Arroyo wins backing for Abu Sayyaf hunt
MANILA, Philippines -- Philippine President Gloria Macapagal Arroyo has won the support of the country's highest security body amid growing public opposition over the participation of U.S. troops in efforts to crush a Muslim militant group in the south of the country.
The National Security Council threw their support behind the government after Arroyo assured them that no American troops would be allowed to engage in direct combat with the Abu Sayyaf Group.
"We would like to state categorically that the president's policy decision is that the Americans are not going to be engaged in combat, period," said National Security Adviser Roilo Golez.
Arroyo convened the council on Wednesday amid widespread criticism over her decision to allow U.S. troops to conduct a joint military exercise with Philippine soldiers in an actual combat zone.
Philippine Vice President Teofisto Guingona, who was reportedly close to resigning, backtracked on his position and has decided to keep his post. Guingona earlier slammed Arroyo's decision, saying the exercises were a clear violation of the country's constitution.
Under Philippine laws, foreign troops are not allowed to engage in combat in the country.
Guingona still hints at misgivings but has accepted the Justice Department's position that Arroyo had "valid authority" to proceed with the exercise.
"Regardless of any feelings that I have, we have to respect the official stand of the Department of Justice," Guingona, a former justice secretary, said after the meeting.
Presidential spokesman Rigoberto Tiglao said the president was pleased over the consensus among the members of her administration.
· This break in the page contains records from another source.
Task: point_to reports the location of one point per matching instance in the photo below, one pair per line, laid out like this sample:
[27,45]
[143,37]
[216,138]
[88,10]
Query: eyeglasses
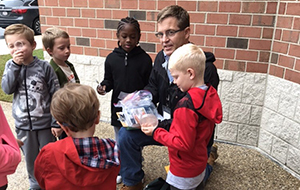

The council includes Arroyo, the vice president, defense and security officials, majority and minority leaders in Congress, and former presidents.
Some 660 U.S. soldiers are expected to take part in the joint military exercises dubbed as "Balikatan 02."
The exercise will be conducted around the Southern Philippine island of Mindanao where the Abu Sayyaf has several camps.
The group is believed by intelligence officials to have ties with Osama bin Laden's al Qaeda network, accused of masterminding the September 11 terror attacks on the U.S.
In an effort to quell growing public opposition, security officials said the exercise would only for last six months.
Golez said the exercise would also be held "in utmost transparency," adding that a presidential human rights committee would be set up on Basilan to receive any complaints.
Public opposition grew after it was revealed the U.S. troops would be allowed to the front lines and carry weapons for self-defense, and that the exercises would last for a year.
On Wednesday, baton-wielding police clubbed student activists who staged a protest in front of the Presidential Palace.
Anti-American groups have also staged protests in front of the Philippine U.S. Embassy in Manila.
U.S. Secretary of State Colin Powell said the United States is sending American trainers to work alongside the Philippine army to help in dealing with the Abu Sayyaf.
"Their problem -- terrorism inside the Philippines -- threatens Philippine citizens, but also American citizens or other citizens who might be tourists ... and we are missing two citizens at the moment, and we want to get our citizens back," Powell said.
"We want to help the Philippine government defeat this kind of terrorism."